Michael Kaminer: The film draws out the contradiction between Rafael Trujillo’s rescue of Jews and the murder of thousands of Haitians under his rule. Did most of the kids you worked with consider him a hero or a villain?
Renee Silverman: They address it in the performance. He’s definitely a villain, a mass murderer directly responsible for a massacre of Haitians in 1937. Because he wanted to improve his public-relations image, and because Jews would “whiten” his population, he agreed to accept 100,000. It wasn’t because he was moved by their plight or the persecution they faced. But whatever his motivation, he allowed for settlement in Sosua, and eventually 800 German and Austrian Jews settled there, survived, and thrived.
Is there awareness these days among Dominicans of the role their homeland played in the Sosua rescue?
No, and for so many of us — including Jews who are informed about the Holocaust — it was a really surprising story. At the start of the film, one of the Dominican girls, Cindy, tells us that she’s been to DR many times, but never heard the story. She was upset about it. Even there, it’s unknown and underreported. But the flipside is that as we show the film, surviving Sosua refugees are over the moon about it. They’re thrilled the story is finally getting out there.
How did Liz Swados get involved? What did she bring to the project?

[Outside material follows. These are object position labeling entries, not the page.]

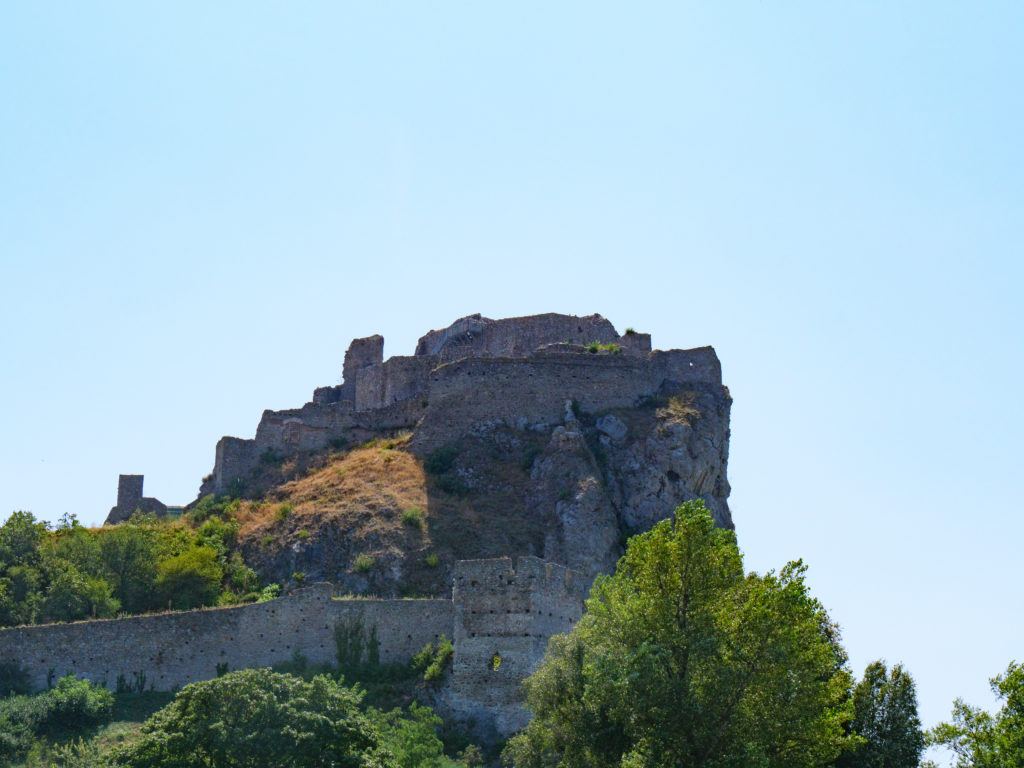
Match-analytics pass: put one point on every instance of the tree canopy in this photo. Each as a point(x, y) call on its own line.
point(682, 659)
point(885, 706)
point(979, 739)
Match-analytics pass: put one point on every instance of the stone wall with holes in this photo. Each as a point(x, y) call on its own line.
point(169, 650)
point(504, 616)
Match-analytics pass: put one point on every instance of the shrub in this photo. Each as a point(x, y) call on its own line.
point(680, 410)
point(363, 563)
point(189, 580)
point(441, 460)
point(611, 348)
point(224, 723)
point(72, 707)
point(414, 518)
point(270, 592)
point(442, 657)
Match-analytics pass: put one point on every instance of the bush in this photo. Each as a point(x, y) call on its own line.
point(189, 580)
point(257, 718)
point(441, 460)
point(73, 707)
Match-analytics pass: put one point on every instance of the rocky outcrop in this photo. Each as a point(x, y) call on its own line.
point(564, 435)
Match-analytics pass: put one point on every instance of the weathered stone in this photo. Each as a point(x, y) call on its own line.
point(612, 427)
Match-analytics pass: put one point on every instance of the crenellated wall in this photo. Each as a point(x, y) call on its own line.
point(504, 617)
point(176, 648)
point(518, 371)
point(499, 617)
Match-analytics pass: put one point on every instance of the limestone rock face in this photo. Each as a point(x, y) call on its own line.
point(560, 438)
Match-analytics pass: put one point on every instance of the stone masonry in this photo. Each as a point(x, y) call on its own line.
point(518, 371)
point(499, 617)
point(130, 501)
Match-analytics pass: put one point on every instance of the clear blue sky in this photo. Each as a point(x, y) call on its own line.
point(202, 204)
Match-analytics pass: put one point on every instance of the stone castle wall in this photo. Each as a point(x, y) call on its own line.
point(173, 649)
point(513, 337)
point(500, 619)
point(518, 371)
point(503, 620)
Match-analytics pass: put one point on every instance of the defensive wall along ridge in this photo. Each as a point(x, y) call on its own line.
point(518, 371)
point(500, 619)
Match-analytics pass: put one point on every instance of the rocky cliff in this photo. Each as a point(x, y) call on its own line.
point(552, 436)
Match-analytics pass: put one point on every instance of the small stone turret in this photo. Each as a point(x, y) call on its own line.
point(130, 500)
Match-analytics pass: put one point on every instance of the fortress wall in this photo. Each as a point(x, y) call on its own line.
point(235, 458)
point(699, 365)
point(503, 620)
point(634, 343)
point(517, 337)
point(397, 379)
point(173, 649)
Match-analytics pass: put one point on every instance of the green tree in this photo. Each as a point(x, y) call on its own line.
point(73, 595)
point(682, 660)
point(257, 718)
point(979, 739)
point(885, 707)
point(189, 580)
point(413, 738)
point(19, 539)
point(129, 556)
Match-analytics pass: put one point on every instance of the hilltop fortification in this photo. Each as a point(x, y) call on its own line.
point(559, 437)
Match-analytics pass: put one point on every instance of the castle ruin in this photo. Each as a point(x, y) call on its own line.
point(499, 617)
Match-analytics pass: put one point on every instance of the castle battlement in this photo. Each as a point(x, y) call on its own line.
point(518, 371)
point(165, 651)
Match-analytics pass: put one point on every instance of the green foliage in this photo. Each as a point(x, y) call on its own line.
point(130, 557)
point(189, 580)
point(259, 718)
point(440, 460)
point(72, 707)
point(885, 707)
point(73, 595)
point(610, 347)
point(682, 659)
point(270, 592)
point(441, 660)
point(413, 738)
point(414, 518)
point(979, 739)
point(433, 660)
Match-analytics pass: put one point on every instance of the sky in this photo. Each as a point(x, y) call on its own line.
point(201, 205)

Liz Swados is my hero. I’ve loved her ever since [1970s musical smash] “Runaways,” which I saw something like 30 years ago. She’s a monumental talent. Victoria Neznansky, who’s chief program officer at the YM&YWHA of Washington Heights, conceived the project to bring together Jewish and Latino kids. She got to Elizabeth Swados through a mutual friend. Liz was the perfect person for this. She’s worked with youth. And her workshop approach is fascinating. She writes the music, but the kids wrote some of music too.
How do you think the production changed the kids?
I think they’re more open to people who are different from them — not in a Disney way, but in terms of encountering difference with a more open mind. When we started, the kids would sit apart from each other. The Jewish kids stuck together, and the Dominican kids stuck together. After rehearsing and coming together once or twice a week for months, the groups blended. The kids lost track of who was who. They became one group, one community, and lost that sense of “otherness.”
How did you discover this story in the first place, and what made you think of building a documentary around it?
My son was in preschool at the Y. When the musical project started, the Y brought me and [Sosua co-director] Peter Miller in to record the kids as they told their own stories. When we heard them, we thought “Wow, these are riveting,” and realized we had the makings of an amazing documentary.
How did the kids react to having cameras around?
Kids lose their self-consciousness pretty quickly. But there was some discussion about how much they were going to tell us. They decided among themselves what we were or were not going to know. It was more a question of what they’d allow to get documented than any self-consciousness about being in front of the camera.
’Sosua: Make a Better World’ screens at the Museum of Tolerance in Manhattan on May 5 and at the United Palace of Cultural Arts June 6.